This cyclic change from compressive stress to tensile stress and vice versa, creates stress-strain cycles causing fatigue damage. At higher temperatures, creep comes into play as well. Creep will cause a stress relaxation of the thermal stresses, not only during the start-up, but also in nominal condition when residual stress is present from the start-up due to local yielding at stress concentrations. An example of a complete cycle at the first stage groove of a steam turbine rotor including creep stress relaxation is shown in Figure 2. It starts off with a compressive stress which turns into a residual tensile stress in nominal operation. Creep stress relaxation then causes it to reduce, at shutdown a tensile stress is again introduced until a new cycle begins at the next start.

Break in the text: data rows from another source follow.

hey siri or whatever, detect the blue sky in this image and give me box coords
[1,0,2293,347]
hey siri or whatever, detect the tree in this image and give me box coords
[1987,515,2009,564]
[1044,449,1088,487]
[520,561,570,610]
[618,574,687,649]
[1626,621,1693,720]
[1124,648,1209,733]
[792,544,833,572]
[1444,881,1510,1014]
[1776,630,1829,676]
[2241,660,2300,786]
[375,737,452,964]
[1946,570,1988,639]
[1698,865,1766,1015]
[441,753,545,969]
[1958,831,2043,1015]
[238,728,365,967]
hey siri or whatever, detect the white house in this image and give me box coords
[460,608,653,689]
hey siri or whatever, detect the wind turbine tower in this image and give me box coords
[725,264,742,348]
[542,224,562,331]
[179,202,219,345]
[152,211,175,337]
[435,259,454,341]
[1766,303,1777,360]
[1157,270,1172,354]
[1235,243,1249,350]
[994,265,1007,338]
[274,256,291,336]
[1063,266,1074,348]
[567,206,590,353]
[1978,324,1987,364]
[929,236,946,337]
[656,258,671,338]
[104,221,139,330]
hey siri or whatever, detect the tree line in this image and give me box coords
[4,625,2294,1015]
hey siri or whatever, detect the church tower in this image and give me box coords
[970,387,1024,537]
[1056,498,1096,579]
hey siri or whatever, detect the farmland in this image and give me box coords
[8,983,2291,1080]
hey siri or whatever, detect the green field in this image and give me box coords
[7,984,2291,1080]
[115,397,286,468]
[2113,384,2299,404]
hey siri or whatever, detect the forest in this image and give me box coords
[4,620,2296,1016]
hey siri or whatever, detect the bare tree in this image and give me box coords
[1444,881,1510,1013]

Figure 2: Stabilized stress-strain cycle at the HP groove including creep stress relaxation

In different damage assessment procedures (R5 [2], ASME [3]), creep relaxation is accounted for by enhancing the fatigue strain range. On top of that, a ductility exhaustion or time fraction based damage assessment is included to account for the creep damage. Many of these assessments are based on linear-elastic stress simulations, although non linear material models have been developed as well, enabling to combine both plasticity and creep models [4]. Some use methods based on neural networks to decrease the computational time [5,6]. The damage assessment can be based on isothermal LCF testing or service-like testing in which both temperature and strain is controlled throughout the cycle. An example of tests on 1%Cr material performed by ENGIE Laborelec is shown on Figure 3.

Figure 3: Stress-strain cycle of TMF service-like tests